This incredible new £21.1 billion high-speed rail mega-project will connect the two European cities of Milan and Paris and dramatically reduce passenger travel times, allowing the land route to becomre more competitive with plane travel.
The Turin-Lyon high-speed railway, about 170 miles long in total, is intended to link Italian and French networks. The international section, the only part where construction has started, will cross the Alps through the Mon d’Ambin Base Tunnel between Susa Valley in Piedmont and Maurienne in Savoie.
This 37.5-mile tunnel will become the longest rail tunnel in the world, ahead of the 35.3-mile Gotthard Base Tunnel which runs through the Alps in Switzerland.
The total cost of the line has been estimated to be 25 billion euros – or £21.2 billion – with the international section alone set at eight billion euros – or £6.7 billion.
The network has several aims. Firstly, the transfer of freight traffic across the Alps from trucks to rail to reduce CO2 emissions and local air pollution.

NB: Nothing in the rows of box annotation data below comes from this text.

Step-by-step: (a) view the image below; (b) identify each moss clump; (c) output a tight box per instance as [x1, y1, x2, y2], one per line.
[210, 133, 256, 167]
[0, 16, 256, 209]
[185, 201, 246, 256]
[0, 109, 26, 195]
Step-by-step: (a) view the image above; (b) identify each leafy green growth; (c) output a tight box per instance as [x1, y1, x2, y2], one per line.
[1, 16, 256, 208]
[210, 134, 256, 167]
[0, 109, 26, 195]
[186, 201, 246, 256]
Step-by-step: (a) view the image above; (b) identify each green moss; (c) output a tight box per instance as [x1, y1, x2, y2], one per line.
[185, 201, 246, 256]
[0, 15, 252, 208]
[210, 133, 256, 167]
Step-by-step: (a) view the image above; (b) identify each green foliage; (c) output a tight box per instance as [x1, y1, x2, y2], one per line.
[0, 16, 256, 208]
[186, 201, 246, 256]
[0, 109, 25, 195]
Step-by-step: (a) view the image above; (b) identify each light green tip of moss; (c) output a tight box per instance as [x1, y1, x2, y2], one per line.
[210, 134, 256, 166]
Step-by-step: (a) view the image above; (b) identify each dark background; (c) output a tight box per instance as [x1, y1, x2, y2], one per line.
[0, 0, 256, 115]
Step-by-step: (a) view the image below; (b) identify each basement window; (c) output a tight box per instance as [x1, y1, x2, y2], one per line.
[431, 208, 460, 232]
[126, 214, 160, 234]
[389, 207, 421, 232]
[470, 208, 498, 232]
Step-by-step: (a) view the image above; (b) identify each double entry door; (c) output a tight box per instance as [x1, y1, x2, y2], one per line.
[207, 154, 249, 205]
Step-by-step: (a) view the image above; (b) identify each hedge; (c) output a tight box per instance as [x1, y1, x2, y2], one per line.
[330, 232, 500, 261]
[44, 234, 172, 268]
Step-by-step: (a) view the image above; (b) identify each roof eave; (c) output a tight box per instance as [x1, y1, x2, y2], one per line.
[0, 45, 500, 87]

Secondly, it will provide faster passenger transport to reduce air traffic.
The new line will have a maximum gradient of 12.5 percent, compared to 30 percent for the old existing line, with a maximum altitude of 580 metres instead of the previous 1,388 metres. It will also have much wider curves. This will allow heavy freight trains to transit at 62 mph and 140 mph for passenger trains, significantly reducing travel time and also energy usage and costs.
As such, passenger travel time from Milan to Paris is set to be cut from seven hours to just four, meaning the network will become time competitive with plane travel.
However, it must be noted that despite the name often used, the line is not high-speed under the definition used by the European Commission – its design speed is 12 percent below the 155 mph threshold used by the commission to define high-speed railways. The line is therefore part of the TEN-T Trans-European conventional rail network within its “Mediterranean Corridor”.
The European Union is funding 40 percent of the tunnel costs, and has indicated willingness to increase its contribution to 55 percent, as well as to help fund its French accesses if those go beyond mere adaptations of the existing infrastructure, according to telt.eu.
A new ashlar factory – thin squared and dressed stone – in La Chapelle, France, is due to come online in June 2024, serving Lot 2 of the base tunnel. The segments produced, each weighing ten tonnes and built to line the tunnels, are the result of an innovative process relying on extreme automation and maximum attention to sustainability.
While it takes ten minutes to produce a segment in a standard factory, the new factory can produce them in just five and a half minutes. This ensures the production of 160 items a day, according to webuildgroup.com.
The project has been criticised for many reasons. In the French town of Chimilin, which will be split in two by the railway, the town council has opposed the plans since 1992 and the previous mayor said that the economic uncertainty has been damaging for the region. The Italian No TAV movement began in the Susa Valley in 1990, and questioned the project’s worthiness, cost and safety.
Other criticisms focus on the cost, as a result of the fact that traffic in the area was decreasing when the project was decided, and the argument that plane travel is still faster than the full route, including time to and from the airport and through security.
Civil engineering work first started in 2002, with the construction of access points and geological reconnaissance tunnelling. In 2016, a 5.6-mile gallery was tunnelled from Saint-Martin-de-la-Porte towards Italy and was completed in Sept 2019, according to Le Dauphine. In late 2022, the expected completion date for the base tunnel was set for 2032.